Former senator Joe Lieberman speaks during a Bloomberg Television interview in New York, on February 6, 2019. (Christopher Goodney / Bloomberg via Getty Images)

Even in today’s chaotic and unpredictable political environment, some things are as constant as the North Star. So it was probably inevitable that the group No Labels, a 501(c)(4) nonprofit group that is an official political party in three states, would advance the periodically floated idea of an independent third-party presidential campaign ahead of 2024. Much as water is wet and the sky is blue, America has long housed a strand of elite reaction that simply cannot abandon the fever dream of “transcending” the partisan divide by finally eradicating politics altogether.

Last weekend, the Washington Post reported that No Labels initiated a $70 million campaign to get on the presidential ballot line in all fifty states — something it calls an “insurance policy” against both Democrats and Republicans should either nominate a candidate it deems “unacceptable.” What the organization will actually do remains an open question.

Speaking to the Post, former senator Joe Lieberman, a cochair of the group, coyly suggested No Labels might attempt to get both the GOP and Democratic candidates to commit to its “common-sense, moderate, independent platform,” though the group hasn’t ruled out backing its own ticket at the presidential level. Sen. Joe Manchin and former Maryland governor Larry Hogan, among others, are apparently both warm to the idea.

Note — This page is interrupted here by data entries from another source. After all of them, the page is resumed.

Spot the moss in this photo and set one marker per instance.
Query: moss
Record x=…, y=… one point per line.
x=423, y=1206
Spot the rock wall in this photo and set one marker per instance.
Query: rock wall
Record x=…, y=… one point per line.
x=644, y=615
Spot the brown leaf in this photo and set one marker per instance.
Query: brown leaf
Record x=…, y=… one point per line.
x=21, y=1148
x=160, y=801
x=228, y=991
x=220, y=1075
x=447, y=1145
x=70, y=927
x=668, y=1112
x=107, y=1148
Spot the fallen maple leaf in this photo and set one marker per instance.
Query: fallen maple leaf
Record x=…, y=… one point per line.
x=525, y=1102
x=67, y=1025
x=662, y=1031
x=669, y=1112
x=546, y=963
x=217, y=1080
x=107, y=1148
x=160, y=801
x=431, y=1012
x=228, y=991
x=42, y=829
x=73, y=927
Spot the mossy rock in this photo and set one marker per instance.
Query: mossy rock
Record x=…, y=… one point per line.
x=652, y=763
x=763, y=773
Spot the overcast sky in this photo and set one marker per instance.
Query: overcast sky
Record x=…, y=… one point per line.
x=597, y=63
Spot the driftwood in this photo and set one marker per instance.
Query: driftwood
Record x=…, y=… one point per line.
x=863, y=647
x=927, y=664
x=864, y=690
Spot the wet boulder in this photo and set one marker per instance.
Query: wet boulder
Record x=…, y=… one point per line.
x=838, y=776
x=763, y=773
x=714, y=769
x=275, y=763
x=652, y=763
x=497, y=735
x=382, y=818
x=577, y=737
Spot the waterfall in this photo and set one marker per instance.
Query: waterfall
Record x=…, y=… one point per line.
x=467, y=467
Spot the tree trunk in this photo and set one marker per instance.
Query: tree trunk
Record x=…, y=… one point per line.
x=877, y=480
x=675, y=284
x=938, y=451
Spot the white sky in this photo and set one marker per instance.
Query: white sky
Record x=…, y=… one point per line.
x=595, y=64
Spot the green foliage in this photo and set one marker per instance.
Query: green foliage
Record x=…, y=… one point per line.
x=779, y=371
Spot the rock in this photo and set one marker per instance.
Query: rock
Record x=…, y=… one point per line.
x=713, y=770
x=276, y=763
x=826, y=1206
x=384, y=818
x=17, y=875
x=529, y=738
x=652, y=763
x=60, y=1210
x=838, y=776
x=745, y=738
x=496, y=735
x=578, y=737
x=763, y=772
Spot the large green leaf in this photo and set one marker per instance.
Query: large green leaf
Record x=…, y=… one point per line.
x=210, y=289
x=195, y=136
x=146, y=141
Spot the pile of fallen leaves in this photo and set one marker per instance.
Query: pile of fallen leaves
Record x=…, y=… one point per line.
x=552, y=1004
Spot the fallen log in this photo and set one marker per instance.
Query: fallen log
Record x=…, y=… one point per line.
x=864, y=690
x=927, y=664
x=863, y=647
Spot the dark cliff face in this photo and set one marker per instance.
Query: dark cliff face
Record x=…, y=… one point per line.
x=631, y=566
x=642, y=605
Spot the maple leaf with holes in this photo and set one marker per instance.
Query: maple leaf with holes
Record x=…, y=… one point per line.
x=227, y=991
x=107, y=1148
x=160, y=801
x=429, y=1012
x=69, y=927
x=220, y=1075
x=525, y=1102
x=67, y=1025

No Labels’ effort belongs to a lineage of elite thinking that proposes to break the deadlock of American politics by consolidating all of its worst features. On paper at least, the group — founded in late 2010 with a stated mission to “advocate and educate for greater bipartisan cooperation throughout all levels of government” — embraces the exhausted premise that the country’s problems can be traced to the rancor and incivility yielded by its current two-party system. In this view, political division is less the product of democratic contestation and disagreement than something artificially imposed by partisan competition. With that impediment removed, new vistas of cooperation supposedly await.

As the Intercept’s Clio Chang noted in 2018, No Labels is one among several prominent organizations that leverages anodyne centrist messaging to promote what is, for all intents and purposes, a conservative policy agenda. What’s more, as Chang put it, “The sensible solutions so often proposed by No Labels and its ilk have an uncanny likelihood of benefiting one particular element of our nation’s political economy: the superrich, or more precisely, the finance industry.”

That alignment, of course, is not incidental. When No Labels launched some thirteen years ago, it courted a rogue’s gallery of activist oligarchs and corporate barons who included David Koch, former AIG head Hank Greenberg, Peter Thiel, and Home Depot founder Ken Langone. During the 2018 election cycle, its network of affiliated super PACs raised more than $11 million from just over fifty individual donors on an average contribution of $124,000.

Strip away the artifice, in other words, and you find a bog standard dark-money operation whose actual mission is to slap post-partisan branding onto an agenda that would be perfectly at home in your average Chamber of Commerce or overpriced Wall Street luncheon.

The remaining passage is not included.